Inquiry about Outlier Removal node

Hello.

I was wondering what the “Group measurments by” option of Outlier Removal node means.

I would really appreciate an explanation with a simple example.

Best regards,

hhkim

Hi,

outliers are in this node identified if they are more than x standard daviations away from the mean (option: Mean ±DS) or x times outside the interquantile distance (option: Boxplot).

The group setting is used to do the math for each member of a group to remove intra-group outliers.

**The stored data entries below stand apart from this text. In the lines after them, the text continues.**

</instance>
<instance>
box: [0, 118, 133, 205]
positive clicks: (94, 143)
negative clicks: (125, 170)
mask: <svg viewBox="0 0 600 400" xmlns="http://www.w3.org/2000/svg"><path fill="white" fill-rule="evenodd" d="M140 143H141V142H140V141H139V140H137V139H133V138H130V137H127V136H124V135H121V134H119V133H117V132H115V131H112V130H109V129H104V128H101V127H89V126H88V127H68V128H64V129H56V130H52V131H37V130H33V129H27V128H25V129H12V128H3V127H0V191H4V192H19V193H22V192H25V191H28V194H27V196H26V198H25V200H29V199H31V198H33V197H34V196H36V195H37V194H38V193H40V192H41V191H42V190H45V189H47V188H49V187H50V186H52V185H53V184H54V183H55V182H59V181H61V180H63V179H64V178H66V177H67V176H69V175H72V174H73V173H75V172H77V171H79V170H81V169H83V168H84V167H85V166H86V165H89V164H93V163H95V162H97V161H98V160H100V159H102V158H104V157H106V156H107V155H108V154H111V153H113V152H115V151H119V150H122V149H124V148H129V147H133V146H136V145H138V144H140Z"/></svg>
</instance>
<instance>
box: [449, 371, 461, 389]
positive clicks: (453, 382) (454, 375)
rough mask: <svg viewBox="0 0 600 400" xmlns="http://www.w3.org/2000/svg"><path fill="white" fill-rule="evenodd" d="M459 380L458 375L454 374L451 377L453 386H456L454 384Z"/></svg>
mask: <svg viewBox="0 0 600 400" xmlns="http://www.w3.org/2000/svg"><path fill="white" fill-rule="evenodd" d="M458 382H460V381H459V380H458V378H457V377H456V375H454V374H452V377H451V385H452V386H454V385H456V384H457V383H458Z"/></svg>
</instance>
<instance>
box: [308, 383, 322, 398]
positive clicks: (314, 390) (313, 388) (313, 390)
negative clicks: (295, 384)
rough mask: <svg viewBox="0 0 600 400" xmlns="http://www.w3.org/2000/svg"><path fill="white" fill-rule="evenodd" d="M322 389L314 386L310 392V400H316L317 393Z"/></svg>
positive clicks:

Is there a certain thing why you use this node? I personally work with the standard “numeric outliers” node whcih has more options regarding the outlier handling.

1 Like

Thank you for the reply. I have two follow-up questions:

  1. Does this mean outliers are removed within each group defined by the columns selected under the “Group measurements by” option—i.e., similar to applying a GROUP BY and then removing outliers per group?

  2. In the Numeric Outlier node, how can I configure it to remove outliers based on standard deviation rather than IQR?

Best regards,

hhkim

  1. I’m not sure but I would say so. Maybe you can create a test dataset to find it out.

  2. You’re right, I haven’t notived that the z-score estimation is not part of the node. I usually calculate these scores manually with the “math formula” node:

    z_score = ($Col - col_mean($Col))/col_stddev($Col)

    and look at the z_scores if they are distributed well.

    In the case of z_score filtering you must keep in mind, that this assumes that your dataset is distributed normally. Especcially with a small number of values (per group) this can be challenging.